10 of 98 comments (clear)

  1. Re:Bleh by Anthony+Mouse · · Score: 5, Informative

    I'm pretty sure that identifying a specific word with 50% accuracy is better than random chance. There are more than two words in the English language.

  2. So...obvious solution then? by Anthony+Mouse · · Score: 4, Interesting

    Use fixed-bitrate encoding for VoIP.

    1. Re:So...obvious solution then? by bsquizzato · · Score: 3, Interesting

      Not so obvious --- now you have a much less efficient use of bandwidth to deal with.

      The article describes the method used to detect phrases ...

      At a high level, the success of our technique stems from exploiting the corre-lation between the most basic building blocks of speech—namely, phonemes—and the length of the packets that a VoIP codec outputs when presented with these phonemes. Intuitively, to search for a word or phrase, we first build a model by decomposing the target phrase into its most likely constituent phonemes, and then further decomposing those phonemes into the most likely packet lengths. Next, given a series of packet lengths that correspond to an encrypted VoIP conversation, we simply examine the output stream for a sub-sequence of packet lengths that match our model.

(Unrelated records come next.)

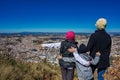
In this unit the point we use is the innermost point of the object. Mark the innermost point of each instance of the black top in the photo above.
(100, 41)
(64, 52)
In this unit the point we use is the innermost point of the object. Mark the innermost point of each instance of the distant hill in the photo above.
(49, 33)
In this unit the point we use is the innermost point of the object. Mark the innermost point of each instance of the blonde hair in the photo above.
(101, 23)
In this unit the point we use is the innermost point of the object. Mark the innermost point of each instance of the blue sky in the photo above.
(58, 15)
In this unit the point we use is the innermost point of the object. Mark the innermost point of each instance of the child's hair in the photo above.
(82, 48)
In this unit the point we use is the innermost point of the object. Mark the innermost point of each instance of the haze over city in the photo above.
(57, 15)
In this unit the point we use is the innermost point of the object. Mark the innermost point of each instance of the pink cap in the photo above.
(70, 35)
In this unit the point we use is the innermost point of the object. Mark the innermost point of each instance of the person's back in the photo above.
(103, 44)
(83, 61)
(67, 71)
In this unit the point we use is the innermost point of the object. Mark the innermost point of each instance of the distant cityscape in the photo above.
(27, 45)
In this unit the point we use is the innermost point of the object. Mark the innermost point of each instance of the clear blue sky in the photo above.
(58, 15)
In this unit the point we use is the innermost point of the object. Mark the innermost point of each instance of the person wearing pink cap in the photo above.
(67, 68)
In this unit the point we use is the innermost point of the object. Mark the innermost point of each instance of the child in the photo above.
(67, 68)
(83, 61)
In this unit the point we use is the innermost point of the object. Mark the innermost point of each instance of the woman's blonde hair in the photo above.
(101, 23)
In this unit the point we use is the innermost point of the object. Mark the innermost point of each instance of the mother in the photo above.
(100, 41)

      Essentially, you gather enough information about how a VBR codec could encode a speech phrase you are looking for, then predict where it was spoken by looking at the "data bursts" being sent in the media stream. We'll need to research a way to "scramble" this predictability that's more efficient than using fixed bitrates, which eats up un-needed bandwidth.

    2. Re:So...obvious solution then? by Anonymous Coward · · Score: 5, Informative

      OpenSSH had a similar problem, it would leak information about your login password by the timing/size of the packets:

      http://www.ece.cmu.edu/~dawnsong/papers/ssh-timing.pdf

      I believe their solution was to introduce random NOP packets into the stream. This approach could work here too.

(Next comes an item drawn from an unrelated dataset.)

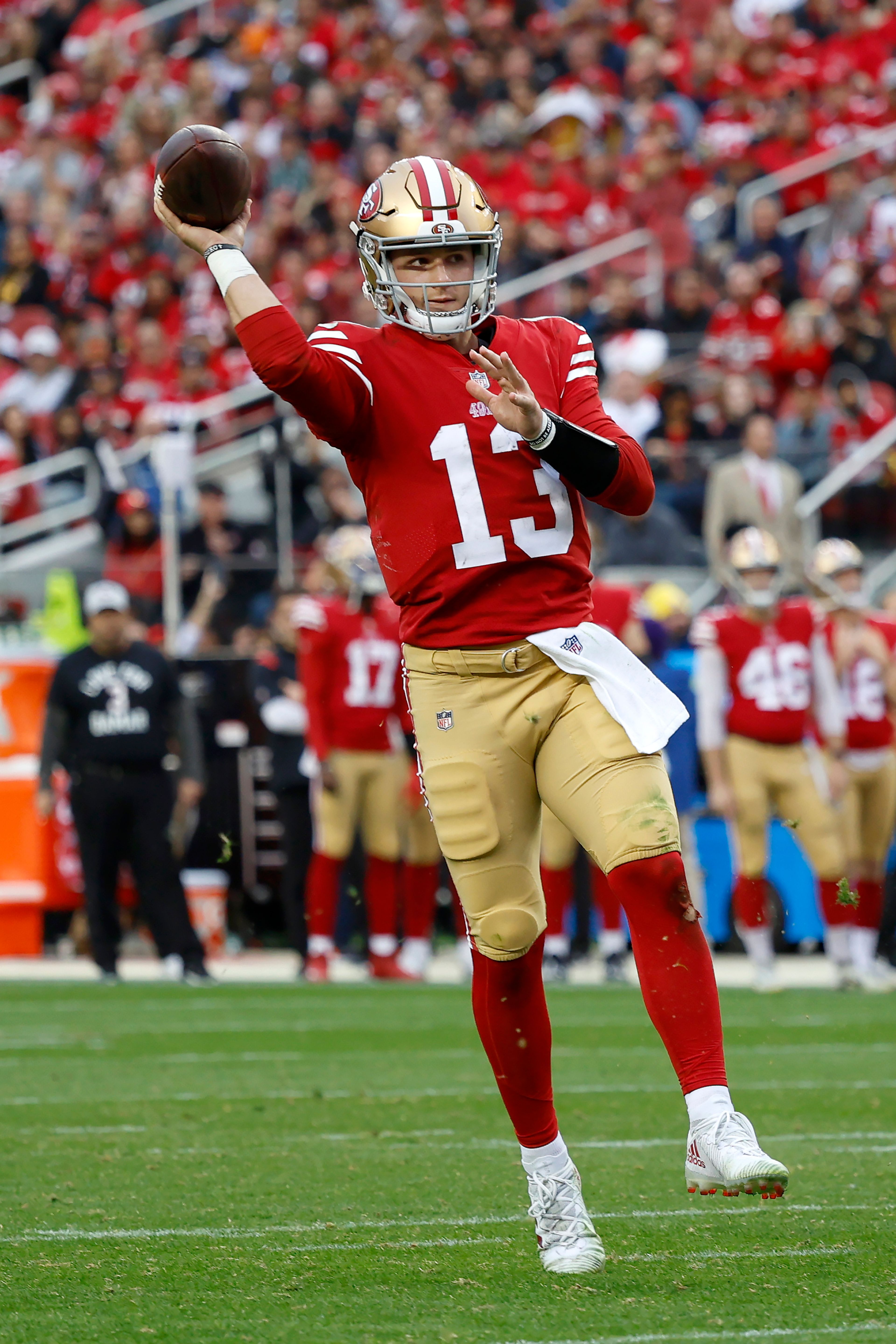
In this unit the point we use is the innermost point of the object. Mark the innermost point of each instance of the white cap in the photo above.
(105, 596)
(41, 341)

    3. Re:So...obvious solution then? by Cthefuture · · Score: 4, Interesting

      Actually most people are using G.711 these days which is in fact a fixed bitrate (it's the same protocol used on your normal "hard" voice line).

      But most VoIP providers do not offer SRTP or any encryption whatsoever so this whole thing is not even a question. More than likely anyone can listen in on your VoIP calls. We need to put more pressure on VoIP providers to offer encryption.

      --
      The ratio of people to cake is too big
  3. Re:Bleh by batquux · · Score: 4, Funny

    Come on, 50% is better than most unencrypted voice recognition!

  4. Re:Bleh by bennomatic · · Score: 4, Interesting

    This reminds me of the guy Colbert interviewed regarding the Large Hadron Collider who thought there was a 50% chance that it would destroy the universe. When questioned as to how he got those odds, he said, "Well, there's two options... either it will happen or it won't happen. 50%."

    --
    The CB App. What's your 20?
  5. Re:Bleh by zill · · Score: 4, Funny
  6. Re:Bleh by Chrisq · · Score: 5, Funny

    Once they discover a method to wire trap encrypted video calls, that would open a new era in porn scene.

    ...

    I'm pretty sure that identifying a specific word with 50% accuracy is better than random chance. There are more than two words in the English language.

    Maybe he's talking about the porn film.90% seem to be "oh" or "yes" (or so i am told)

  7. Re:Bleh by ciderbrew · · Score: 4, Funny

    The pitch is the main thing in the art form.
    A low German voice - "ooohhh yaaaaa", over and over. then you have the high pitched Japanese squeak sound - "ii, ii, ii, kimochi". Which really gets annoying these days. It took a few years; but it IS annoying.